Abramoff, a Republican lobbyist, pleaded guilty in early January to federal charges of fraud and conspiracy to bribe members of Congress. He is cooperating with federal prosecutors in a larger probe of Capitol Hill corruption.
Abramoff’s guilty plea inspired a push for sweeping rule changes, including a ban on congressional travel paid for by interest groups. But as lawmakers have focused on such proposals, their enthusiasm for them has cooled -- as illustrated by the opposition among the House Republican members to prohibiting privately funded trips through the end of the year.
GOP House leaders want to impose the travel moratorium to give the chamber’s Ethics Committee time to formulate a preapproval system for privately funded trips by lawmakers and their staff members.
But rank-and-file Republicans expressed concerns that the moratorium would bar them from accepting invitations to speak at graduation ceremonies. And some complained that a preapproval system would give the leadership too much power.
Another criticized measure would require lawmakers to disclose “earmarks” -- federal funds steered to special projects, sometimes at lobbyists’ behest.
House Majority Leader John A. Boehner (R-Ohio) has said such a requirement would reduce the number of earmarks members sought.

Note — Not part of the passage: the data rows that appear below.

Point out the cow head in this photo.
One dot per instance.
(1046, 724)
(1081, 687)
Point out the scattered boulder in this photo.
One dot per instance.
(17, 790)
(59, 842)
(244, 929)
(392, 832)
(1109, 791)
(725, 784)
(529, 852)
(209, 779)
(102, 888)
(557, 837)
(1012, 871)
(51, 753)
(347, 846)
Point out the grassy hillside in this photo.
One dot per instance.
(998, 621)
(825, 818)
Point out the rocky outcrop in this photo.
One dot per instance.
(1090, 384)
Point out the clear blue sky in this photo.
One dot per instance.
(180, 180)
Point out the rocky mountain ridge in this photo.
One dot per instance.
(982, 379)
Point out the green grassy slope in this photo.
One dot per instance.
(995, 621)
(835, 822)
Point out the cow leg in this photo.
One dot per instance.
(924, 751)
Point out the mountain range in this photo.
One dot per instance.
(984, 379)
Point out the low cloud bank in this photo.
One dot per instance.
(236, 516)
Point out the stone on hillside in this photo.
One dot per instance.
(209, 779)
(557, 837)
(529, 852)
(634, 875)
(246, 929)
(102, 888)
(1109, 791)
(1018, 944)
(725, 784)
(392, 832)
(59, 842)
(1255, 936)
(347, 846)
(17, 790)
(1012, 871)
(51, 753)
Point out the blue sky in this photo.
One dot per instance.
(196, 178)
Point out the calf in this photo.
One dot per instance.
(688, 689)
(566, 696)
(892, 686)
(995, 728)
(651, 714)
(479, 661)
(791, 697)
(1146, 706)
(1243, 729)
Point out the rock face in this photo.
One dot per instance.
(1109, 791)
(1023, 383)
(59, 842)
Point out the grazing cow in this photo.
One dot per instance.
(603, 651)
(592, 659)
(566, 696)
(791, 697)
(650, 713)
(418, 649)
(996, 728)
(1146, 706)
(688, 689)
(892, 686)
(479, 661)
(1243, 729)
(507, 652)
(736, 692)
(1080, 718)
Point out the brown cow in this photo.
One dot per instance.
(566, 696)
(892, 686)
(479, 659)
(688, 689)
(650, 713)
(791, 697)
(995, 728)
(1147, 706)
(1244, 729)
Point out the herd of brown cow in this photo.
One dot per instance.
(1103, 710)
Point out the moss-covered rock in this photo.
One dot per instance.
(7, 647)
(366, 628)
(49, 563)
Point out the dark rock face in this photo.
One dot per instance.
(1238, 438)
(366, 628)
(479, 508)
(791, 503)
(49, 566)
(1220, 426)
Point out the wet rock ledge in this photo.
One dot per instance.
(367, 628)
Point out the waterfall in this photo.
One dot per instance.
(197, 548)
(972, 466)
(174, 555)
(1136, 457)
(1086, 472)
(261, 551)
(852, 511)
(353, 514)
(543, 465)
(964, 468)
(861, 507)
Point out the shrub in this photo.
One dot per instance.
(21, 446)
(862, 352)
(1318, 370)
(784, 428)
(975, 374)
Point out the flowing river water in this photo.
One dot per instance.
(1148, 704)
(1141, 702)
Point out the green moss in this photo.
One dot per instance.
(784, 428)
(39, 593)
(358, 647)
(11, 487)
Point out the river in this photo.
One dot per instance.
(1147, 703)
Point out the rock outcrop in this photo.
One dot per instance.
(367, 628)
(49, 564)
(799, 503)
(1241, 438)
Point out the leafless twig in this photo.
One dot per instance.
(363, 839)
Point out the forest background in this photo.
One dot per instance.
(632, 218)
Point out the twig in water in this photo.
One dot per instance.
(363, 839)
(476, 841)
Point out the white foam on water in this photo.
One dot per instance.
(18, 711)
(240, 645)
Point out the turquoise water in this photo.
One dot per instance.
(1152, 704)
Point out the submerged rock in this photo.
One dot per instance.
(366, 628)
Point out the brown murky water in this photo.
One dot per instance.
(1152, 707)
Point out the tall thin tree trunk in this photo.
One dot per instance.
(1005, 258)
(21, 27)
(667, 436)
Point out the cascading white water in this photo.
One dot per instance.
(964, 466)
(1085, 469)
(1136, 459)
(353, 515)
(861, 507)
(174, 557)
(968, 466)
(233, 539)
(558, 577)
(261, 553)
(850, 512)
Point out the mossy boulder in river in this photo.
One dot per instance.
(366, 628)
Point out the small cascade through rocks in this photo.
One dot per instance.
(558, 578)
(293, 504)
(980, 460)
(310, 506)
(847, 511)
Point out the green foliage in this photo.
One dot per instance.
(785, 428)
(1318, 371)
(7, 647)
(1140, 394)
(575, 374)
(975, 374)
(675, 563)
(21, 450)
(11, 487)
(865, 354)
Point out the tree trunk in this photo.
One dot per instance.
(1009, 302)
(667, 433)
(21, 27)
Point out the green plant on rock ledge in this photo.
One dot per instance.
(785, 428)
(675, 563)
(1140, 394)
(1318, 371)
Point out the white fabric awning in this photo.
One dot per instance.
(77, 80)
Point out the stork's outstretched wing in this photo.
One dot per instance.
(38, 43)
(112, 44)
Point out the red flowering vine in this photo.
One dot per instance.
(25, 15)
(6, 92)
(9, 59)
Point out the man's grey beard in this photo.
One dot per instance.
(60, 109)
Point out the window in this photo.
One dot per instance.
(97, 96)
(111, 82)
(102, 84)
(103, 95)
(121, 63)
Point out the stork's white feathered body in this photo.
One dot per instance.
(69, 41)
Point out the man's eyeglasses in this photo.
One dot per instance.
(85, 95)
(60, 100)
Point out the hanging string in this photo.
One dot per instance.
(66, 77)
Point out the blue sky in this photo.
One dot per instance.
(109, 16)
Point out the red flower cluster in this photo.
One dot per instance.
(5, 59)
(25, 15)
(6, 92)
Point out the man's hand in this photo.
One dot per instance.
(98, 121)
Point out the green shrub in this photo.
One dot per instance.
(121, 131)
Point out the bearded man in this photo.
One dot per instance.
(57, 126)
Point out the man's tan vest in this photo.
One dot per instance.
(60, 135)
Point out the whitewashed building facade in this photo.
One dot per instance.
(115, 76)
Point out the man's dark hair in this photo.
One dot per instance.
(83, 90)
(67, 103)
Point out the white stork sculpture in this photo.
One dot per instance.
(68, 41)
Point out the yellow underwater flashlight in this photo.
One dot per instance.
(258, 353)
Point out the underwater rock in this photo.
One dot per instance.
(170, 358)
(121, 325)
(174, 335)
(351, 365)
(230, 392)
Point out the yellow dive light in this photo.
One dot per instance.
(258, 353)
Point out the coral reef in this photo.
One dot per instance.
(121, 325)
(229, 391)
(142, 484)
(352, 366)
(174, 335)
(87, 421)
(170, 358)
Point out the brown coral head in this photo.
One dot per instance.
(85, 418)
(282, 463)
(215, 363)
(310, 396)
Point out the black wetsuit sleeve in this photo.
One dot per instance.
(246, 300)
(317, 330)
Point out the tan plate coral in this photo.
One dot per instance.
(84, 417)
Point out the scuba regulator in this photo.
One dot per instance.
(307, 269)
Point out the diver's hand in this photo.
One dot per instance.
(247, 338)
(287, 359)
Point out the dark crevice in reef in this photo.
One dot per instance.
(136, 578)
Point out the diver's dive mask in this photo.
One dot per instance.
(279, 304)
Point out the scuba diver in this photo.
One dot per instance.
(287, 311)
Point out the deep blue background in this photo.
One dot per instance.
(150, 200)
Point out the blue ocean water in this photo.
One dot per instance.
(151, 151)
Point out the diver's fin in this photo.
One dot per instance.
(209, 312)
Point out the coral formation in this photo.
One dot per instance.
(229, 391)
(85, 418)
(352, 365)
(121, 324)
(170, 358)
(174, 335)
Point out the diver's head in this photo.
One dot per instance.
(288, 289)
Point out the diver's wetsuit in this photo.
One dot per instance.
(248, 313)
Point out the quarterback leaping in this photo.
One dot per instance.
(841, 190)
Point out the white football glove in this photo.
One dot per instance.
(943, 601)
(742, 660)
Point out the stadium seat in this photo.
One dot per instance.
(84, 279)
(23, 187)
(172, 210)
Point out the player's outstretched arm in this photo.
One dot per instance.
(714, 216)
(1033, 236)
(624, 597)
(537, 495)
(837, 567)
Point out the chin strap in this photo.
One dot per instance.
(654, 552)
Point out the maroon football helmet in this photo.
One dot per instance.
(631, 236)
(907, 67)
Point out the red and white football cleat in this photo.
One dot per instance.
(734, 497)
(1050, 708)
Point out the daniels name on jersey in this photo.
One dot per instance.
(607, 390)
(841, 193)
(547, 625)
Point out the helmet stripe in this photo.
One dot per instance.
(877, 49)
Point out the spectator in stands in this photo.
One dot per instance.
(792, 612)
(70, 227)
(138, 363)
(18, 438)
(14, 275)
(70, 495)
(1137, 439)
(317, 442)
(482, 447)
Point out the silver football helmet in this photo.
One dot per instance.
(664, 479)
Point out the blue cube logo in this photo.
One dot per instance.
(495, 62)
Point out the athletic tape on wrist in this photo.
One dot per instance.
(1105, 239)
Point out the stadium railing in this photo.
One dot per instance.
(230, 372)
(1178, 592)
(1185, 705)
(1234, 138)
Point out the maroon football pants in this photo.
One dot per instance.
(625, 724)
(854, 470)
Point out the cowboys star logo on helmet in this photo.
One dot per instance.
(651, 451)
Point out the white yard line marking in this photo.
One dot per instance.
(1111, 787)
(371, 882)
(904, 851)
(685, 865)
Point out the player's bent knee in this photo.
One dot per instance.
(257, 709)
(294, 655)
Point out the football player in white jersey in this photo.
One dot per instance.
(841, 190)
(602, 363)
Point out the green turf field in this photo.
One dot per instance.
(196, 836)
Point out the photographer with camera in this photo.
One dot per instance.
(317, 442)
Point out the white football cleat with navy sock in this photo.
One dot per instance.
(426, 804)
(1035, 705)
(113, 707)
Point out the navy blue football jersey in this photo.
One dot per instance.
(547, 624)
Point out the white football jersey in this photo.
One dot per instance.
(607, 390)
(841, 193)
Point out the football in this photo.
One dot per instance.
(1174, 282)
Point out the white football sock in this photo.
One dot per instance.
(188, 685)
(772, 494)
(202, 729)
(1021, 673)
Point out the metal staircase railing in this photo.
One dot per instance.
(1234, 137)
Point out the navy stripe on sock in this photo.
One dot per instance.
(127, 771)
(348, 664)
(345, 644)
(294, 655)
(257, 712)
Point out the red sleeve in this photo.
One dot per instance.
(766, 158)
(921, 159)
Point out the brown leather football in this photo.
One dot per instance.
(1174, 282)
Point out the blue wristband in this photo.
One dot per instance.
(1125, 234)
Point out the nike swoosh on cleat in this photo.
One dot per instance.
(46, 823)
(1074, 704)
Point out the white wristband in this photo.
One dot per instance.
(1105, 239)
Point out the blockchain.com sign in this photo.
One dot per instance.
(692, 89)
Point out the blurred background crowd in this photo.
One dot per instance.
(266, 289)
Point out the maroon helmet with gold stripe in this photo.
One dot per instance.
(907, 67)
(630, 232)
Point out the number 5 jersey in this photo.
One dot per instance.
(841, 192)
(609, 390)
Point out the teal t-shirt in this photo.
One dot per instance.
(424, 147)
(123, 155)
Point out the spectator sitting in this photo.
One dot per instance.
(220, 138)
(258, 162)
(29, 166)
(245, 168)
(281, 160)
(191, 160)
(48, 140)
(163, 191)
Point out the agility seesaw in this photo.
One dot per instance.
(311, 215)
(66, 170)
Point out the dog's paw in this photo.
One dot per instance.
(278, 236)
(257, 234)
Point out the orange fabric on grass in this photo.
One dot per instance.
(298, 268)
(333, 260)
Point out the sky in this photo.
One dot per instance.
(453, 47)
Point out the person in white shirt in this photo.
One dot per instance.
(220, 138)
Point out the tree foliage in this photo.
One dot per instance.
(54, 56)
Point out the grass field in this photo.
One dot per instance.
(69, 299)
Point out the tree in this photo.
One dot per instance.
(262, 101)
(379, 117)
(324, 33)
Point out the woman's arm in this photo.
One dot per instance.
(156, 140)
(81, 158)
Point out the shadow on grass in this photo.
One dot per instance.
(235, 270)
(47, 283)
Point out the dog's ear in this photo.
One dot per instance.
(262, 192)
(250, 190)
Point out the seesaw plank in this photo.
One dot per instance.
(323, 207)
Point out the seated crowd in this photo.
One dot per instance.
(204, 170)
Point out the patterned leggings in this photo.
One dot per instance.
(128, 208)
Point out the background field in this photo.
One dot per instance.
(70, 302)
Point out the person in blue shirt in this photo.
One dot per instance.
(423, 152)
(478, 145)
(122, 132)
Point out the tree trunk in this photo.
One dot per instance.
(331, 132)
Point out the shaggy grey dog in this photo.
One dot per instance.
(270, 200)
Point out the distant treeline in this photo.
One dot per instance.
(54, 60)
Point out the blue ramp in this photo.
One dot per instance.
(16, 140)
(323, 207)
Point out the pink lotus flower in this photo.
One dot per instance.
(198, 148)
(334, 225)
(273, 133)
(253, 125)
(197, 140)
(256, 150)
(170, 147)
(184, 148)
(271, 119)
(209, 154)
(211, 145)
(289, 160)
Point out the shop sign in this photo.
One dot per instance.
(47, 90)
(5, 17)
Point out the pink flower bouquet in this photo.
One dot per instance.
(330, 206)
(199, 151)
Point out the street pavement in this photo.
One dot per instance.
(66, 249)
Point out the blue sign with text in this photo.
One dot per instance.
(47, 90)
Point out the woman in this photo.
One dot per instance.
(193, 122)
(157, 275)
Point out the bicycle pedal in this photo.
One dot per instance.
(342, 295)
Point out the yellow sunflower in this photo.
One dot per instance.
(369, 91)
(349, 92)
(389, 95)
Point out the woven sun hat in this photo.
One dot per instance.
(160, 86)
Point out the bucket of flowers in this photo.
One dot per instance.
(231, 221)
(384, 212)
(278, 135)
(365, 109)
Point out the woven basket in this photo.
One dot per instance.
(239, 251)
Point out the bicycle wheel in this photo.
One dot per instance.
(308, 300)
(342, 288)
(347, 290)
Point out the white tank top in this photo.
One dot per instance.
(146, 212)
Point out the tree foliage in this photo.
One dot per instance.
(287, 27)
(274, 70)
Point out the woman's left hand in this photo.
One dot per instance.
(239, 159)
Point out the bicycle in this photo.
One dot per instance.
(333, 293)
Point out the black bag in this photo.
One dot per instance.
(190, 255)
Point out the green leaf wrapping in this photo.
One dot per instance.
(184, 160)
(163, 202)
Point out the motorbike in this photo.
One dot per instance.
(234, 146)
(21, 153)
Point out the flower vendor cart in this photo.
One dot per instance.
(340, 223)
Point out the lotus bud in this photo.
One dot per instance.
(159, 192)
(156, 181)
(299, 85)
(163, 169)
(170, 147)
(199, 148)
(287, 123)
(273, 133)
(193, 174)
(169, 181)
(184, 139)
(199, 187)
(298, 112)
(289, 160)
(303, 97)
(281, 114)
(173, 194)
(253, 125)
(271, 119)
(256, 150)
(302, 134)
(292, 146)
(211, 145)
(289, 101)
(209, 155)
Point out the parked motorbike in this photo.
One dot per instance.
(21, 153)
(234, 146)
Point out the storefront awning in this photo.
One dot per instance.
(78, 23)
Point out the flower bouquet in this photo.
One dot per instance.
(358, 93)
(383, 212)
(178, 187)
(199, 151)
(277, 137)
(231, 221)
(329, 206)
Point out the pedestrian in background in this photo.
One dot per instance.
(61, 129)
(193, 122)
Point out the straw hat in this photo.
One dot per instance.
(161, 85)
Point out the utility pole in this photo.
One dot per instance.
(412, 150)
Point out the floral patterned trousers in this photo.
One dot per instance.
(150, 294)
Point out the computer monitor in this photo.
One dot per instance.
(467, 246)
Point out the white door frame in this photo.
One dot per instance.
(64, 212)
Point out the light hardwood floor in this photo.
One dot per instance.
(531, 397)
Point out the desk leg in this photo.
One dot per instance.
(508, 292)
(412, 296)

But many lawmakers defend such funding as an important service to constituents.
The chairman of the House Appropriations Committee, Jerry Lewis (R-Redlands), has led the fight against efforts to hamstring the earmark process.
Such criticism “reflects the sense of a lot of members that earmarks do a lot of good in their districts,” Appropriations Committee spokesman John Scofield said. He added that lawmakers “want to ... do some reforms, but there are a variety of ideas out there and there doesn’t seem to be any consensus.”
Dreier’s package of proposals, which he fashioned at the request of House Speaker J. Dennis Hastert (R-Ill.), also calls for doubling to four times a year the frequency of public reports lobbyists must file on their gifts and donations to lawmakers. Another provision would limit the contributions individuals can make to political organizations known as 527s, named for the section of the tax code that governs them; currently, these groups can accept unlimited donations.
GOP House leaders began working on the legislation in January, shortly after Abramoff’s guilty pleas. Yet they encountered strong criticism when they unveiled it to colleagues behind closed doors Wednesday.
“There is a lot more work to do with members,” Rep. Ray LaHood (R-Ill.) told reporters after the session. He described the meeting as “muddled and confused.”
One Republican leadership aide acknowledged the unhappiness among rank-and-file members, but said the leaders were determined to press on.
“Anytime you’re going to have a bill that’s going to affect members in even the tiniest ways, you are going to have people who are unhappy,” said the aide, speaking on condition of anonymity when discussing the attitudes of lawmakers.
Rep. Dan Lungren (R-Gold River) said the leadership warned members that if they did not accept the package, Democrats would propose tougher measures and Republicans would have to accept them or appear to oppose reform.